概述
白盒监控:是指我们日常监控主机的资源用量、容器的运行状态、数据库中间件的运行数据。这些都是支持业务和服务的基础设施,通过白盒能够了解其内部的实际运行状态,通过对监控指标的观察能够预判可能出现的问题,从而对潜在的不确定因素进行优化。
墨盒监控:即以用户的身份测试服务的外部可见性,常见的黑盒监控包括 HTTP探针、TCP探针、Dns、Icmp等用于检测站点、服务的可访问性、服务的连通性,以及访问效率等。
两者比较:黑盒监控相较于白盒监控最大的不同在于黑盒监控是以故障为导向当故障发生时,黑盒监控能快速发现故障,而白盒监控则侧重于主动发现或者预测潜在的问题。
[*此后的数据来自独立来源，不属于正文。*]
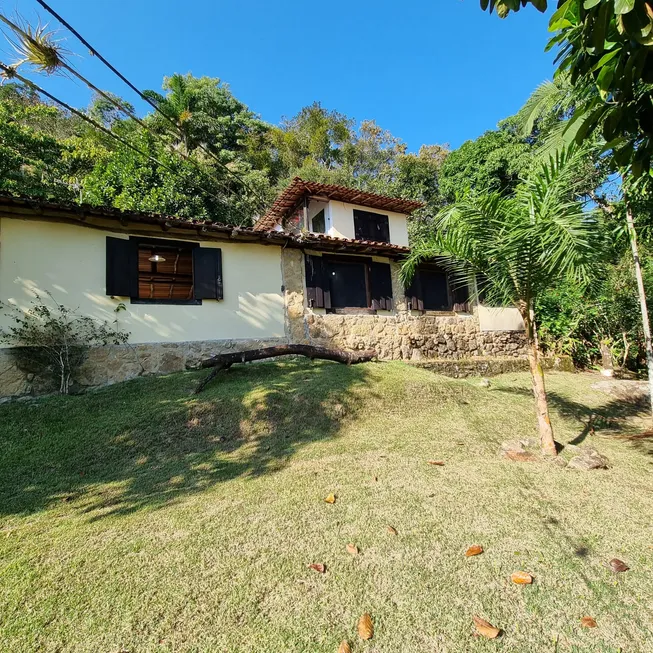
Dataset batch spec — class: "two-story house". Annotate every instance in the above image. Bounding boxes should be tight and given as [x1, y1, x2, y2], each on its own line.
[0, 178, 524, 396]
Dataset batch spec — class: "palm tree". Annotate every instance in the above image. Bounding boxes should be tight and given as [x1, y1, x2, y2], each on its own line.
[516, 73, 653, 414]
[402, 150, 600, 455]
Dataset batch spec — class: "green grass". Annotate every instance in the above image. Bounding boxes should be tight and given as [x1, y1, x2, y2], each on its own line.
[0, 362, 653, 653]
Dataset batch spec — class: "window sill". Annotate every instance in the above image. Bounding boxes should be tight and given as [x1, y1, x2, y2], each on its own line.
[326, 307, 376, 315]
[130, 297, 202, 306]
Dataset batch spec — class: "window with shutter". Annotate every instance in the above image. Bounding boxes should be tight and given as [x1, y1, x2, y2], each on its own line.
[106, 237, 223, 304]
[406, 264, 469, 312]
[306, 255, 392, 312]
[370, 261, 392, 311]
[354, 209, 390, 243]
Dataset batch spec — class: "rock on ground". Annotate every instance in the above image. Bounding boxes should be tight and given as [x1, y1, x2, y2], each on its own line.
[567, 447, 608, 471]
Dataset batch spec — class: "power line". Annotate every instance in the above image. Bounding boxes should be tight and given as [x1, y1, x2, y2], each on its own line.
[0, 13, 260, 220]
[0, 61, 248, 223]
[30, 0, 268, 208]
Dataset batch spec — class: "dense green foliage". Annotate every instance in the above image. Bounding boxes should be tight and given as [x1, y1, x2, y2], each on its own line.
[481, 0, 653, 177]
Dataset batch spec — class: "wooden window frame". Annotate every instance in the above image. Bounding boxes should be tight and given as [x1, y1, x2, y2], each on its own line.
[129, 236, 202, 306]
[352, 209, 391, 243]
[322, 254, 389, 315]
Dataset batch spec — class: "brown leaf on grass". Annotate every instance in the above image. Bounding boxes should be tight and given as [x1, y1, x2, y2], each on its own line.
[510, 571, 533, 585]
[465, 544, 483, 558]
[358, 612, 374, 639]
[609, 558, 630, 574]
[473, 617, 501, 639]
[308, 562, 326, 574]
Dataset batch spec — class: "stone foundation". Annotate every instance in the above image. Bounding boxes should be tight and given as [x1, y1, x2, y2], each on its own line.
[282, 250, 527, 361]
[305, 314, 526, 361]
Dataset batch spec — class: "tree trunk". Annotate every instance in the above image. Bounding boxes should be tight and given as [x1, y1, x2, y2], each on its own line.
[624, 198, 653, 420]
[520, 308, 558, 456]
[195, 345, 376, 394]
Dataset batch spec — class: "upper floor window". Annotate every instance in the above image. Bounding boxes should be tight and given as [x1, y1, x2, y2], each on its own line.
[311, 209, 326, 234]
[306, 254, 392, 313]
[354, 209, 390, 243]
[406, 263, 470, 312]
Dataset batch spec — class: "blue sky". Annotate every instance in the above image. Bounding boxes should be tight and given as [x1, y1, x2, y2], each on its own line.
[12, 0, 553, 151]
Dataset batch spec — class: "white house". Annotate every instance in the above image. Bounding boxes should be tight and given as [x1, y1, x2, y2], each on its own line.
[0, 178, 523, 396]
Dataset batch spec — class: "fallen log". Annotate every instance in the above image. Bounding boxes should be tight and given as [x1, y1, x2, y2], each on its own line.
[195, 345, 376, 394]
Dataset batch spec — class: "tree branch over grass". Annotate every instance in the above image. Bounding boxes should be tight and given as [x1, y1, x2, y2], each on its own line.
[195, 345, 377, 394]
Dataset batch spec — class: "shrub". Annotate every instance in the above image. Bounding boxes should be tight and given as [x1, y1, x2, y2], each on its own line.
[0, 295, 129, 394]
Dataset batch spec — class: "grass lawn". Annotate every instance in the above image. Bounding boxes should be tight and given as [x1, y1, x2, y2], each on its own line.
[0, 362, 653, 653]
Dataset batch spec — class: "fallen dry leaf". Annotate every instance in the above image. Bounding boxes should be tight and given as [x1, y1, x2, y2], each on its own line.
[308, 562, 326, 574]
[358, 612, 374, 639]
[510, 571, 533, 585]
[465, 544, 483, 558]
[473, 617, 501, 639]
[609, 558, 630, 574]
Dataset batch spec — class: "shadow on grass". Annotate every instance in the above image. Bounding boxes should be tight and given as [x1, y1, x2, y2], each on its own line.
[515, 470, 653, 651]
[0, 361, 366, 519]
[498, 388, 653, 448]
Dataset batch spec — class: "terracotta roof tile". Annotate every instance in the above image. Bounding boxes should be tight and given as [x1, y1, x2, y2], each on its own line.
[254, 177, 424, 231]
[0, 193, 409, 257]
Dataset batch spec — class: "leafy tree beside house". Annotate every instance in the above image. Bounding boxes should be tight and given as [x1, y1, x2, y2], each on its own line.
[403, 150, 601, 455]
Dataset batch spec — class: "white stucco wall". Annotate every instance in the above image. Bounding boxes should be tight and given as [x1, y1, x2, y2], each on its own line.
[478, 305, 525, 331]
[327, 200, 408, 247]
[0, 218, 284, 343]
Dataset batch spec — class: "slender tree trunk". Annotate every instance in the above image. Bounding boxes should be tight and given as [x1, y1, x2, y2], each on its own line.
[520, 307, 558, 456]
[624, 202, 653, 413]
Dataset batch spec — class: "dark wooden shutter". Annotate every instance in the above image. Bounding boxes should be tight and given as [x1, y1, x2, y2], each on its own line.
[370, 261, 392, 311]
[406, 270, 424, 311]
[106, 236, 138, 297]
[306, 254, 331, 308]
[193, 247, 223, 299]
[451, 278, 470, 313]
[354, 209, 390, 243]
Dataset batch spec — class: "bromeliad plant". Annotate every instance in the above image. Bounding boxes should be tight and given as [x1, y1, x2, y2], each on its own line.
[402, 149, 602, 455]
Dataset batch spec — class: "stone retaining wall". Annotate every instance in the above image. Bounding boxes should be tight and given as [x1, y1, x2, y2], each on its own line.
[282, 250, 526, 361]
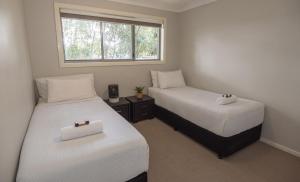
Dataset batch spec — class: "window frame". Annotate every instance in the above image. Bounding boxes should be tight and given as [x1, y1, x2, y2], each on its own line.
[54, 2, 166, 67]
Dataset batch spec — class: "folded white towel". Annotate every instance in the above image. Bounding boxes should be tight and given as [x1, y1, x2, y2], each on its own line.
[60, 120, 103, 140]
[217, 95, 237, 105]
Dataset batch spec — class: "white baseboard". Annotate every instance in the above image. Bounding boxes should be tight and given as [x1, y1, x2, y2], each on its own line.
[260, 138, 300, 157]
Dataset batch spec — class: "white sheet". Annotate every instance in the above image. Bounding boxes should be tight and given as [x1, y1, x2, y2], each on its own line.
[17, 97, 149, 182]
[149, 87, 264, 137]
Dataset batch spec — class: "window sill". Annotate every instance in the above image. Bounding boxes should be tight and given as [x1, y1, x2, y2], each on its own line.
[60, 60, 166, 68]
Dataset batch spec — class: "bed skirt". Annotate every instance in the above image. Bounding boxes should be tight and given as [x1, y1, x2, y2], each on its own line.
[155, 105, 262, 159]
[127, 172, 148, 182]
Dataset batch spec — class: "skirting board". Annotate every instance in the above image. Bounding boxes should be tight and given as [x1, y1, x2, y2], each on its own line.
[260, 138, 300, 157]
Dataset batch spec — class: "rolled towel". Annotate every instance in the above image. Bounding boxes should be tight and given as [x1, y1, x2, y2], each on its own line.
[60, 120, 103, 140]
[217, 94, 237, 105]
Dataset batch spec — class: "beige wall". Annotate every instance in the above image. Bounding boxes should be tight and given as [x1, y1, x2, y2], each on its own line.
[180, 0, 300, 151]
[0, 0, 34, 182]
[25, 0, 179, 97]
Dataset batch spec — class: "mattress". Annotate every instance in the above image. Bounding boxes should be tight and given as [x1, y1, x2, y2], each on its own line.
[16, 97, 149, 182]
[148, 87, 264, 137]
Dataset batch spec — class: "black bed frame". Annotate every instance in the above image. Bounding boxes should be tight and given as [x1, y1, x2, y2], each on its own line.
[155, 105, 262, 159]
[126, 172, 148, 182]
一个完善的监控目标是要能够从白盒的角度发现潜在问题,能够在黑盒的角度快速发现已经发生的问题。
Prometheus 基本原理
描述: Prometheus 基本工作流程步骤如下:
- Prometheus Server 读取配置解析静态监控端点(static_configs),以及服务发现规则(xxx_sd_configs)自动收集需要监控的端点
- Prometheus Server 周期刮取(scrape_interval)监控端点通过HTTP的Pull方式采集监控数据
- Prometheus Server HTTP 请求到达 Node Exporter,Exporter 返回一个文本响应,每个非注释行包含一条完整的时序数据:Name + Labels + Samples(一个浮点数和一个时间戳构成), 数据来源是一些官方的exporter或自定义sdk或接口;
- Prometheus Server 收到响应,Relabel处理之后(relabel_configs)将其存储在TSDB中并建立倒排索引
- Prometheus Server 另一个周期计算任务(evaluation_interval)开始执行,根据配置的Rules逐个计算与设置的阈值进行匹配,若结果超过阈值并持续时长超过临界点将进行报警,此时发送Alert到AlertManager独立组件中。
- AlertManager 收到告警请求,根据配置的策略决定是否需要触发告警,如需告警则根据配置的路由链路依次发送告警,比如邮件、微信、Slack、PagerDuty、WebHook等等。
- 当通过界面或HTTP调用查询时序数据利用PromQL表达式查询,Prometheus Server 处理过滤完之后返回瞬时向量(Instant vector, N条只有一个Sample的时序数据),区间向量(Range vector,N条包含M个Sample的时序数据),或标量数据 (Scalar, 一个浮点数)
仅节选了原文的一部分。